Though the conflict is not in Russia per se, exporting Russia's wheat crop onto the world market is complicated by sanctions and even to a greater extent, logistics traveling adjacent to a war zone. Russia and Ukraine serve as the breadbasket for countries in the Middle East, South Asia and sub-Saharan Africa that depend on imports. Many will be hit hard as a result.
"Any serious disruption of production and exports from these suppliers will no doubt drive up prices further and erode food security for millions of people," the Agricultural Market Information System said in a recent report.
My take - we need AI Solutions for large-scale farming
What should be relevant is a feasible role for AI in agriculture for the primary feedstocks to feed the world. Corn, soybeans, wheat are not panted one delicate seedling at a time. They are planted on hundreds of thousands or more acres at a time and harvested by giant machines that have, until recently, been dumb. The harvesters, "combines" as they are called, require constant adjustment by the driver as they operate, something an AI model would be well-suited for.

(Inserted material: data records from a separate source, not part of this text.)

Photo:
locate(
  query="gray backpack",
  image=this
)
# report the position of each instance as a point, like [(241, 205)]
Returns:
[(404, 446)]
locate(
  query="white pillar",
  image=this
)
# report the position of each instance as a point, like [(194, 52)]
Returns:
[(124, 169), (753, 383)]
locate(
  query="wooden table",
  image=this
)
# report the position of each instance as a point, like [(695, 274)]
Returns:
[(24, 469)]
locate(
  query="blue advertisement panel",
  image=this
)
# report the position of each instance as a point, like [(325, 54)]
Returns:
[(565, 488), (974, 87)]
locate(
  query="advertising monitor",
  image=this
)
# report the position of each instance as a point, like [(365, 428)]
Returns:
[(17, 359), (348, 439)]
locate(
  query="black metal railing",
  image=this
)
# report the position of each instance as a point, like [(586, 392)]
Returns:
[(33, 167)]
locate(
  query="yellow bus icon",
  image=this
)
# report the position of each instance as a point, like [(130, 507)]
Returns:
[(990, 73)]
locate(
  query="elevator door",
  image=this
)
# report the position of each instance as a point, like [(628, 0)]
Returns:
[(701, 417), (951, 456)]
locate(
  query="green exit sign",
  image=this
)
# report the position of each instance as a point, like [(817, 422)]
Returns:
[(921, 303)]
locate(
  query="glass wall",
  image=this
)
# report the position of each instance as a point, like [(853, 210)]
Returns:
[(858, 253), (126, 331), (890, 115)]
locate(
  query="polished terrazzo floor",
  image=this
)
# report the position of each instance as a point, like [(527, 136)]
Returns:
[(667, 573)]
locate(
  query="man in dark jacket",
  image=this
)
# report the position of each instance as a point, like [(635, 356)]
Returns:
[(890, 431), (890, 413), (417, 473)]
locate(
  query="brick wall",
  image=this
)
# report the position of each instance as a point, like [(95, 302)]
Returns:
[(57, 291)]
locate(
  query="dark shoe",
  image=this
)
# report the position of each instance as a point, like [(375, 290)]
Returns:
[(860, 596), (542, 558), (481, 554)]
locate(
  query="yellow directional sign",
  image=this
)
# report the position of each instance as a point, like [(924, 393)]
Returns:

John Deere has invested heavily in such programs. Their monster X-seres combine has computer vision to keep the line straight, to adjust height and a dozen other things that required the operator to do manually. Though they are expensive, at over $100,000 apiece, not including all of the other implements, customers say they save at least 40% of their time. Deere is producing a large scale “see and spray” implement, a gigantic autonomous tractor, and a host of other AI-enable products.
These products are not going help the small farmers, but they can boost productivity, with less water and much less pesticide for the large farms (only 29 percent of the global production of crops for food, animal feed and fuel come from land cultivated by smallholders according to Our World in Data).
AI will permeate agriculture in large-scale farming. Its impact on smallholders will remain small, except for fruit and produce farmers.